It's amazing how much nature soothes the places you need it most. By the time I left the Daintree my financial worries of situations I had been creating in my mind had eased. It is impossible to feel a lack of abundance when you surround yourself with an environment overflowing with it. The universe was highlighting a relationship it was time to consciously re-program…

From Cape Tribulation I began the drive… home!? I ticked off a childhood dream of snorkelling the Great Barrier Reef then I spent nearly two weeks near Cairns completing and launching the 30 Days of Yoga series before continuing further South. The following week I became unwell. A similar feeling experienced at Flinders Ranges (IYKYK) from either choosing to undergo a large project during a cleanse… possibly drinking water or eating something I shouldn’t have, maybe hormonal, or, the planets were toying with me… I took it easy and very contentedly managed to see the most incredible waterfalls of the FNQ Tablelands and the Corona beer ad like beaches from “where you’d rather be”.
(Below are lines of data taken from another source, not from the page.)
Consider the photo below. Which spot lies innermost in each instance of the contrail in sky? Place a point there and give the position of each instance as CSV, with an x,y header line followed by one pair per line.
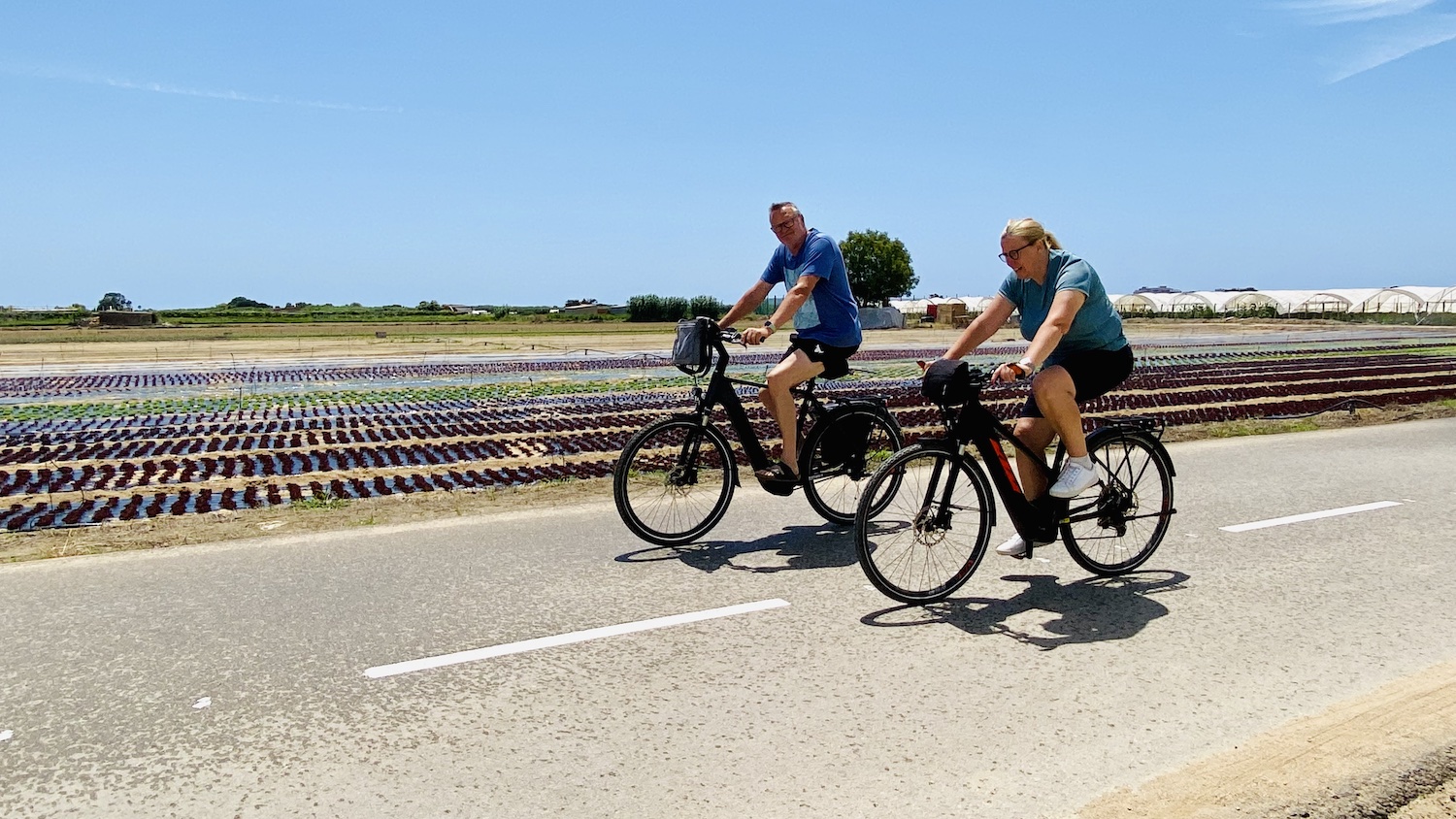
x,y
1354,11
171,89
1403,29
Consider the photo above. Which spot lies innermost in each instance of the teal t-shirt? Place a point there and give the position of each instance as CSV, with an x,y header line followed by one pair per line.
x,y
1095,326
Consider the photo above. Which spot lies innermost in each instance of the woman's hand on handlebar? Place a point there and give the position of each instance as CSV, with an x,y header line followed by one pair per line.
x,y
1008,373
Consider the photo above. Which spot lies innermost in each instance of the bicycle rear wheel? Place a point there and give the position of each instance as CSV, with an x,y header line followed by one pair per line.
x,y
1115,525
923,524
673,480
841,454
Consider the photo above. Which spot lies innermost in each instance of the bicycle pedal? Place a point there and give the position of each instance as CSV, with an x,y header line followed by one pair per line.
x,y
780,487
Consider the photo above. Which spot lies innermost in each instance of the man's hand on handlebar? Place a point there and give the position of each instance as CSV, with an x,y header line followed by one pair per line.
x,y
756,335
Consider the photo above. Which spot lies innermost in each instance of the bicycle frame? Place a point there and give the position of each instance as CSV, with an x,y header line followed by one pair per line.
x,y
1034,519
721,393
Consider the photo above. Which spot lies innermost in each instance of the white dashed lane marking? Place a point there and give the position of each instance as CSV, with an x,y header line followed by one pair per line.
x,y
567,639
1310,516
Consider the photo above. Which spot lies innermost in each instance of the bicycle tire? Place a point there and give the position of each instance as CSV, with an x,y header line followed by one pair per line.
x,y
833,487
1115,525
673,480
908,540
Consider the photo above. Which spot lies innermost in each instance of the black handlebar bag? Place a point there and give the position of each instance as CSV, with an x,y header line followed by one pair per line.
x,y
690,346
946,383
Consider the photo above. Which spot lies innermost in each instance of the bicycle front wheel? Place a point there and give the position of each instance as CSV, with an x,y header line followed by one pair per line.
x,y
673,480
1115,525
841,454
922,525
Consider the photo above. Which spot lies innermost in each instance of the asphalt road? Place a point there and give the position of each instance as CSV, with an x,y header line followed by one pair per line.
x,y
229,679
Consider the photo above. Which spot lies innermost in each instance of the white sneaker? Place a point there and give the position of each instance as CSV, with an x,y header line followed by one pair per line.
x,y
1013,547
1075,480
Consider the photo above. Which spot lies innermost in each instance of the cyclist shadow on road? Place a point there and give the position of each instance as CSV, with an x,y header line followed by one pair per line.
x,y
1091,609
823,545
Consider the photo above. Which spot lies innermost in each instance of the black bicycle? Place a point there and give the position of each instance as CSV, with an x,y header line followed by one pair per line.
x,y
926,516
676,475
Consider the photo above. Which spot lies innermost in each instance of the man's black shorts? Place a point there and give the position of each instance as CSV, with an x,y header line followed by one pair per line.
x,y
1095,373
833,358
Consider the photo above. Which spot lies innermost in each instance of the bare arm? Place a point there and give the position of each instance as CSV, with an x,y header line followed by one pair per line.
x,y
795,299
981,328
1059,320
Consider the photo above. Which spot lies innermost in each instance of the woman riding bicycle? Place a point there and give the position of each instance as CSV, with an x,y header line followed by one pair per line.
x,y
1076,343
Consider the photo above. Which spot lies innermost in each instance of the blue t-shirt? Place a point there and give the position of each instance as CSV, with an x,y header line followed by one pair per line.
x,y
830,314
1095,326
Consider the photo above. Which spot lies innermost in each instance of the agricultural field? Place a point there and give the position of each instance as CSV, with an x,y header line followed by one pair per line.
x,y
114,434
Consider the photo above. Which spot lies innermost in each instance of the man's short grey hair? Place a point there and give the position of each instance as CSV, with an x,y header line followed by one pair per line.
x,y
789,207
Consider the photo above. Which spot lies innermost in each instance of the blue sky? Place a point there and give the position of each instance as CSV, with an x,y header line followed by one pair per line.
x,y
529,153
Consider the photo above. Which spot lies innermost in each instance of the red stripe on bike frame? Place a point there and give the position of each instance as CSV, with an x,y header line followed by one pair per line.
x,y
1001,458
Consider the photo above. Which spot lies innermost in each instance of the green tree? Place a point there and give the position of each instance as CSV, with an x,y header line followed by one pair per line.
x,y
878,267
114,302
244,302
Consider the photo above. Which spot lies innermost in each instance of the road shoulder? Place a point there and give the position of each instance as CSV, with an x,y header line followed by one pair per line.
x,y
1363,757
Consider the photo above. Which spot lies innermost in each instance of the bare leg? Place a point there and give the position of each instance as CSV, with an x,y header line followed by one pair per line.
x,y
779,401
1037,434
1057,399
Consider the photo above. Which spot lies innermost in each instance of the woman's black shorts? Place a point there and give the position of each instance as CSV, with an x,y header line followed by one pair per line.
x,y
833,358
1095,373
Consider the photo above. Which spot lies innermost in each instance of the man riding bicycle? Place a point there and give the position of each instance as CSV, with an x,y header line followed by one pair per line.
x,y
826,322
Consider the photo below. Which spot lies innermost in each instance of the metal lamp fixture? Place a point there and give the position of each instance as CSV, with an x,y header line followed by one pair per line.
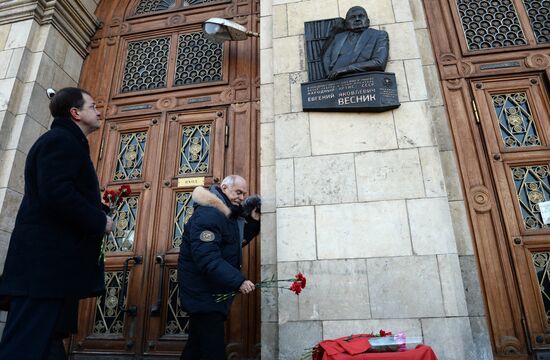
x,y
219,30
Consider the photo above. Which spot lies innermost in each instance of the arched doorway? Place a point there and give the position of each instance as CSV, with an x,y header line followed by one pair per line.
x,y
179,111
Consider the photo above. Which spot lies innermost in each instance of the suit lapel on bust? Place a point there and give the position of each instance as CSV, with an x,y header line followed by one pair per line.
x,y
340,41
363,40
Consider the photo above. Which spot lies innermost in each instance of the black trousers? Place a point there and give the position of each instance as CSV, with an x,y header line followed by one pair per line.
x,y
35,328
206,338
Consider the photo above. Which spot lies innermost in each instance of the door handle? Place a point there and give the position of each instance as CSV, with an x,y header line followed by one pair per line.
x,y
155,309
131,310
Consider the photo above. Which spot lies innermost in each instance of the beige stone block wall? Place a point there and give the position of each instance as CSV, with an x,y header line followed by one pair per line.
x,y
368,206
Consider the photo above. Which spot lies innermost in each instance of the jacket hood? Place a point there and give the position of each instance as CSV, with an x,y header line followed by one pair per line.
x,y
204,197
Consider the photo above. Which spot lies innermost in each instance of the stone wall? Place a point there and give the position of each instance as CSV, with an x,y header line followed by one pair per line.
x,y
36,52
368,206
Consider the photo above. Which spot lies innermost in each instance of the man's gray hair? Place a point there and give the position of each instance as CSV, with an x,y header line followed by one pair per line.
x,y
230,180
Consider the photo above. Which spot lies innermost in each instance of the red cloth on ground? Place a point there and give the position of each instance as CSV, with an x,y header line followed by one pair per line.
x,y
354,348
345,346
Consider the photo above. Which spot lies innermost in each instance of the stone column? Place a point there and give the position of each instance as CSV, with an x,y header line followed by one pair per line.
x,y
358,200
42,44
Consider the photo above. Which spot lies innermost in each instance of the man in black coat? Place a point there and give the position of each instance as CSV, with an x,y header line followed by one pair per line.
x,y
53,256
210,261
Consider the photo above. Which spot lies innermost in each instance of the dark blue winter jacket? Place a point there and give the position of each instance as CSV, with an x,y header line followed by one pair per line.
x,y
210,254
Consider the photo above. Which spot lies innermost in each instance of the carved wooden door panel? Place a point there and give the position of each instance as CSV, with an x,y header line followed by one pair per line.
x,y
179,111
513,114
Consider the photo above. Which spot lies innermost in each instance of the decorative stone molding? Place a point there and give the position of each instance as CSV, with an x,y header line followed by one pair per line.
x,y
69,17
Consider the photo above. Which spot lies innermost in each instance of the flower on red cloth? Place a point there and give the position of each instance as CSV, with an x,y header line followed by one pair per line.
x,y
296,288
301,279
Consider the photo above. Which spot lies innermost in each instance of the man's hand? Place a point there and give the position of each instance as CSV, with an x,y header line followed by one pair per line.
x,y
246,287
109,224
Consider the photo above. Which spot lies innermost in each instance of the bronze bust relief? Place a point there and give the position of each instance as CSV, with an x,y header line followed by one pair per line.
x,y
357,49
346,62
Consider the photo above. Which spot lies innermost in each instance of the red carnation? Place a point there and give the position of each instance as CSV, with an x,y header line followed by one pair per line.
x,y
125,190
109,196
300,278
296,288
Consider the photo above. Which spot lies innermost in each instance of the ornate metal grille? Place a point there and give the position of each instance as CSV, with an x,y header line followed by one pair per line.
x,y
177,321
541,260
146,65
183,211
130,155
195,149
124,218
532,186
150,6
198,2
109,320
539,17
199,60
517,126
490,24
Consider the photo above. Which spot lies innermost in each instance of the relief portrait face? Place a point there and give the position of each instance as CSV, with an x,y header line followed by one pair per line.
x,y
357,19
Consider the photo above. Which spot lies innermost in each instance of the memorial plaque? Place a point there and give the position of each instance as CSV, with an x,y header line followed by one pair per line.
x,y
346,65
374,91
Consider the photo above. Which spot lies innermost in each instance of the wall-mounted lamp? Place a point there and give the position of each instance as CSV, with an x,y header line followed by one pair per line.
x,y
219,30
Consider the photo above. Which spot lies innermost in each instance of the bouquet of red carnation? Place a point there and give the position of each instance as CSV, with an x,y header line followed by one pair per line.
x,y
298,283
113,199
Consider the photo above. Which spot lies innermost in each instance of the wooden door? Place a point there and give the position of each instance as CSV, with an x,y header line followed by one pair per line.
x,y
513,114
179,112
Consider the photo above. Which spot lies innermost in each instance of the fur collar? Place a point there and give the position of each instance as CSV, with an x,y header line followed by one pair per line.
x,y
204,197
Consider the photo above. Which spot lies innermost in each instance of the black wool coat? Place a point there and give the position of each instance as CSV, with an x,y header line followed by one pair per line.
x,y
211,252
55,245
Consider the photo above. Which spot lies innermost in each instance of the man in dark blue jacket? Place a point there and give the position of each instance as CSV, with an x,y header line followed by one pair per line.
x,y
210,261
53,256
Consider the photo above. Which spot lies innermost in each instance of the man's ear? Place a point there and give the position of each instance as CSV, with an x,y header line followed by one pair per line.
x,y
74,113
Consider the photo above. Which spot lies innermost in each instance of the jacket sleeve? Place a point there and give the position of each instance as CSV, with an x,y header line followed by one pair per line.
x,y
205,237
57,168
251,229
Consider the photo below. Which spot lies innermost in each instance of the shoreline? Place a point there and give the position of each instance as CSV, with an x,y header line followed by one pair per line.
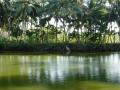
x,y
60,48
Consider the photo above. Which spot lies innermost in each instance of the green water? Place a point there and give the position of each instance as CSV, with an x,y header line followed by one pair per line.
x,y
60,72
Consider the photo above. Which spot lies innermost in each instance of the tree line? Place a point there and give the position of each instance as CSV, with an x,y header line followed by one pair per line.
x,y
60,21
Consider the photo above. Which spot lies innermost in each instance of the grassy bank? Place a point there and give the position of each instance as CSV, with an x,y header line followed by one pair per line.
x,y
60,47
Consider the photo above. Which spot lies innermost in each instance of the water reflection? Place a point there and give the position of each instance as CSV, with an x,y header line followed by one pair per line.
x,y
56,68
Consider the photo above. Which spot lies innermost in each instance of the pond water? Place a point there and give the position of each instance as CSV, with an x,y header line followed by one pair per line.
x,y
60,72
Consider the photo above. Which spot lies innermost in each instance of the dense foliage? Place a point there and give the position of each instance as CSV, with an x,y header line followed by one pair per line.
x,y
60,21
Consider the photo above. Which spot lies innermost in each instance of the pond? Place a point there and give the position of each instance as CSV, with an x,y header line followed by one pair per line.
x,y
87,71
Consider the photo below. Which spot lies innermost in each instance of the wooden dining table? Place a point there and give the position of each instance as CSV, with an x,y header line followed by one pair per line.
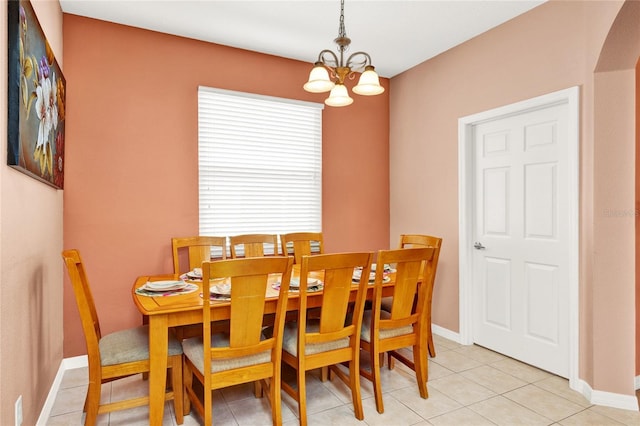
x,y
174,310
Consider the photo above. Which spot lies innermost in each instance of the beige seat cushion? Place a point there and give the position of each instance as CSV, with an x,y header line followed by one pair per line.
x,y
194,350
130,345
290,339
384,334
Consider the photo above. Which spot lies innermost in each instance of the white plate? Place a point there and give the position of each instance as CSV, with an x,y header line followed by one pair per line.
x,y
196,274
224,289
164,285
372,277
311,282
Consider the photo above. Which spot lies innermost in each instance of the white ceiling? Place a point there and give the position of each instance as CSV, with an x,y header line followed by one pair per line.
x,y
398,34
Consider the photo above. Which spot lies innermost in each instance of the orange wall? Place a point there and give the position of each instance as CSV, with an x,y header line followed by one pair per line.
x,y
554,46
31,215
637,213
131,156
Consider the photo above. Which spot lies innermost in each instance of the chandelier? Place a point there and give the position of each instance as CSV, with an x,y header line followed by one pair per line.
x,y
328,64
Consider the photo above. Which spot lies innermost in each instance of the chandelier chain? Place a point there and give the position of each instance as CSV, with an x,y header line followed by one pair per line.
x,y
341,30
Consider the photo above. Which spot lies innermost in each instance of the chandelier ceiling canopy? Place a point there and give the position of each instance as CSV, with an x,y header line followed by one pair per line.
x,y
330,71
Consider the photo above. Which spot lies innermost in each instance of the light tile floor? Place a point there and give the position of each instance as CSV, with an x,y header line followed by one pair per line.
x,y
468,385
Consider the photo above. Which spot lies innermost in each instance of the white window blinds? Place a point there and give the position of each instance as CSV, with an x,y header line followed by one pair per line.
x,y
260,164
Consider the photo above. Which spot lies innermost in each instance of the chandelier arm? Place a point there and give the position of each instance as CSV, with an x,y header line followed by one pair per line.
x,y
333,56
358,65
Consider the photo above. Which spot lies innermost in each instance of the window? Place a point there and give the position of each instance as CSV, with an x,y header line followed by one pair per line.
x,y
260,164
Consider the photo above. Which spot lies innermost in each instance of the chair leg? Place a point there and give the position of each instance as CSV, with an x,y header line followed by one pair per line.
x,y
187,377
421,365
257,389
178,388
92,403
375,375
208,404
276,397
431,346
354,379
302,397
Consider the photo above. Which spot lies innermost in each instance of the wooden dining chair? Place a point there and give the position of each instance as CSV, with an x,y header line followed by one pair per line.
x,y
334,337
116,355
405,325
301,244
253,245
198,250
417,240
243,354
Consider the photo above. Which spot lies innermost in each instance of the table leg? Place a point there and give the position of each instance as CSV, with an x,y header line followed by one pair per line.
x,y
158,352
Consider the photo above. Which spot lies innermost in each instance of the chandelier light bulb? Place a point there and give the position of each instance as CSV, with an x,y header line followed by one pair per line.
x,y
319,81
330,71
369,83
339,96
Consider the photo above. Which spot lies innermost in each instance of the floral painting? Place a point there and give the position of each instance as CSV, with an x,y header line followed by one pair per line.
x,y
36,99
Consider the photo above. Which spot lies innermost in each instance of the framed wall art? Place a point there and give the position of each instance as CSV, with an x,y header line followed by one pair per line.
x,y
36,96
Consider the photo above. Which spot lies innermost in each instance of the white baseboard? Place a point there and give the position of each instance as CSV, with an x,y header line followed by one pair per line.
x,y
625,402
66,364
607,399
447,334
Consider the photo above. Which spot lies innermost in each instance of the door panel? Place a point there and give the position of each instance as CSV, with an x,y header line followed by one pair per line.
x,y
520,269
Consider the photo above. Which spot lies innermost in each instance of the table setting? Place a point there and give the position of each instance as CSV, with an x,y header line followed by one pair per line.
x,y
165,288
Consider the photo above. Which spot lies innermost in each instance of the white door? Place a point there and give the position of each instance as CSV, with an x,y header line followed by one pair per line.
x,y
521,239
Finally, I was truly feeling in holiday mode. No plans on teaching over the next few months and study on hold until next year. From Mackay I plan to beach bum my way down the coast, reading, relaxing, catching up with long lost friends along the way until I undergo in NSW what may be the most uncomfortable thing I’ve done thus far in life, something that scares me very much, intrigues me and excites me as I’ve been pulled towards the experience for some time now…

I will also be tinkering away at 2023 plans, with the birthing of something infused with my heart. I now see this whole journey and the rawness of overwhelm and sense of helplessness was a calling for many reasons. It has strengthened not only a passion but highlighted a much deeper connection to study the law of nature that is translated through the wisdom of Ayurveda. The feeling of overwhelm I experienced of not being able to help is dissolved in the knowing that the greatest of help I can be is to continue the journey of personal growth, to rest, to connect, to immerse myself in experiences, to be creative, to play, to be inspired, to share, to be still and to love. To focus my attention on the teachings and embody the wisdom of ayurveda. To share my insights and learnings with my community, so we can together experience the inner sparking and sense of re-cognition into all that we so instinctively already know and have simply forgotten over many layers of time.